Abstract

Unlike the English rule governing court fees and costs, under which the loser pays litigation costs, and the American rule, under which each party pays its own costs, Israel vests in judges full discretion to assess fees and costs. Given concerns about both the English and American rules, and the absence of empirical information about how either functions, an empirical study of judicial fee award practices should be of general interest. We report evidence that Israeli judges apply multiple de facto fee systems: a nearly one way fee-shifting system that dominates in tort cases, a loser pays system that operates when publicly owned corporations litigate, and a loser pays system with discretion to deny fees in other cases. Although a loser pays norm dominates in Israel, with fees awarded in 80% of cases, Israeli judges often exercised their discretion to protect losing litigants, especially individuals, by denying fees. For individual plaintiffs and defendants, the denial rate exceeded 30% for defendants who prevailed against individuals and was about one-quarter for plaintiffs who prevailed against individuals.
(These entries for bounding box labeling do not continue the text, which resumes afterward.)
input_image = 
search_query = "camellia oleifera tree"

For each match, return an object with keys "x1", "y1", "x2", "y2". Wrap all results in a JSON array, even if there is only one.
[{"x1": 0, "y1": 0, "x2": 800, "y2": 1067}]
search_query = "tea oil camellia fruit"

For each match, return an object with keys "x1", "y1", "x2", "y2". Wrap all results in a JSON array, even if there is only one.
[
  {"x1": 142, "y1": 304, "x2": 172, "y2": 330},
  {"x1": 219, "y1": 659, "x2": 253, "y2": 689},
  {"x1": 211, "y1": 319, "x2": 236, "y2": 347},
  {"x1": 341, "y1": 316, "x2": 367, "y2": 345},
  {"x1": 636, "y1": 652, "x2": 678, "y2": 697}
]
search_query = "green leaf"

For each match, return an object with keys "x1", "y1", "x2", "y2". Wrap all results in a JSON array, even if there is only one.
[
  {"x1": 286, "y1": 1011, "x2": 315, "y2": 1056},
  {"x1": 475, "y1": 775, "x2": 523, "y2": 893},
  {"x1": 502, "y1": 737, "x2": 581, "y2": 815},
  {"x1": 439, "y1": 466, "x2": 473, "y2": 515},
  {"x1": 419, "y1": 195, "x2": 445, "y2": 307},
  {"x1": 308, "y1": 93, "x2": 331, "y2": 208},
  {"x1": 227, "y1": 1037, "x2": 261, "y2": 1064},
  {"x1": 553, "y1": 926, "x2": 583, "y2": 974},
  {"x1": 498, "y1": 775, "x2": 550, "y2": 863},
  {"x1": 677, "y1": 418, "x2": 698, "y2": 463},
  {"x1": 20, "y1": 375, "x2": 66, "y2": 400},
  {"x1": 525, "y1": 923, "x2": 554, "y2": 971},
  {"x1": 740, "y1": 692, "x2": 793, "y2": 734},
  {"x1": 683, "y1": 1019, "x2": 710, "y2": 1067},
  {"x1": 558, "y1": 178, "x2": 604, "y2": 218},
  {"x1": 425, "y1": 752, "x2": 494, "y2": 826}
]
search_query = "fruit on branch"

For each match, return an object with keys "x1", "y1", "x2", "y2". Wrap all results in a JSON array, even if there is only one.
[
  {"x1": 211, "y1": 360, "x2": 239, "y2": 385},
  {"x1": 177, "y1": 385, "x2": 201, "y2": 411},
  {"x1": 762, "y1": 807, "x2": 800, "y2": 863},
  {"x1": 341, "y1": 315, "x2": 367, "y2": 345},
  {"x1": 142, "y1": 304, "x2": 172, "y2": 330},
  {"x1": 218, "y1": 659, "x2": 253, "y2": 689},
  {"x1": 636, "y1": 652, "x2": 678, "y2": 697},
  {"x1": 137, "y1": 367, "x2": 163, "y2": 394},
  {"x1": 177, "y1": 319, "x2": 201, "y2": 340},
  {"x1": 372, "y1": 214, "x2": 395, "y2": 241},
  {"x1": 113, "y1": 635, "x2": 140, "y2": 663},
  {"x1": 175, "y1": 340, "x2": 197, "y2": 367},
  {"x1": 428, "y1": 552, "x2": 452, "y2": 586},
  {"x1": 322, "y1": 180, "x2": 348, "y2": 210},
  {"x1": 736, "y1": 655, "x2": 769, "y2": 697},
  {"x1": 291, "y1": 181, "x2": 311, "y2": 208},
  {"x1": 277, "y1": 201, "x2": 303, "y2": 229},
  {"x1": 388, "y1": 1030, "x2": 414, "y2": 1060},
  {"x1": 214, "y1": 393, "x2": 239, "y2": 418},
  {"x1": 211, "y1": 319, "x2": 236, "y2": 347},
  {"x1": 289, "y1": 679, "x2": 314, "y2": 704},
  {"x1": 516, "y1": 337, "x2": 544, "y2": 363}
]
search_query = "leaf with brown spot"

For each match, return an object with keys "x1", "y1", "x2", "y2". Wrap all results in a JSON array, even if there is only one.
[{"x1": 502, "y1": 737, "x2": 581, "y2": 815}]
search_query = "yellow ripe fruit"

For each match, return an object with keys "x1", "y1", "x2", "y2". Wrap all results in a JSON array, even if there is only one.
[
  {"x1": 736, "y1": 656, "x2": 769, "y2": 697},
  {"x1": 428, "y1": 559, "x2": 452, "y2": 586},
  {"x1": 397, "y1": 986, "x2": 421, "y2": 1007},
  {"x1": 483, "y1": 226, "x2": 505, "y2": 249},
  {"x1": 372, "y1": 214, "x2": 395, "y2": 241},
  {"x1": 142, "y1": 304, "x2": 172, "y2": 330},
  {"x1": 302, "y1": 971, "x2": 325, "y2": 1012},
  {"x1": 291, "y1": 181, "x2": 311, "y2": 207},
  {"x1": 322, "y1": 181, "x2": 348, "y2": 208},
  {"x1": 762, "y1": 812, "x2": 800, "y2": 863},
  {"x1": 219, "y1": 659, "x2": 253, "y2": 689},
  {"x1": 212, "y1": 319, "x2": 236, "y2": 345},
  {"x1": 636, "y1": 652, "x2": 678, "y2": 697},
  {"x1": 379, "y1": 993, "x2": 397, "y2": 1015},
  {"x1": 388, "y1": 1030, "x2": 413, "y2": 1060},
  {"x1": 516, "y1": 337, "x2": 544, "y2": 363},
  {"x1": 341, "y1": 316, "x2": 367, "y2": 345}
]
Judges protected individual plaintiffs against fee awards more than corporations. In cases lost by individual plaintiffs, fees were denied to successful defendants 29.9% of the time compared to denials in 18.0% of cases lost by corporate plaintiffs and 16.7% of cases lost by governmental plaintiffs. In cases lost by individual defendants, fees were denied to successful plaintiffs 22.7% of the time compared to 9.8% denials in cases lost by corporate defendants and 28.6% denials in cases lost by government defendants. In addition to varying by whether plaintiffs or defendants prevailed and by party status, the fee denial pattern varied by case category and judicial district. Theorizing about optimal fee rules should account for the variety of fee outcomes observed in practice.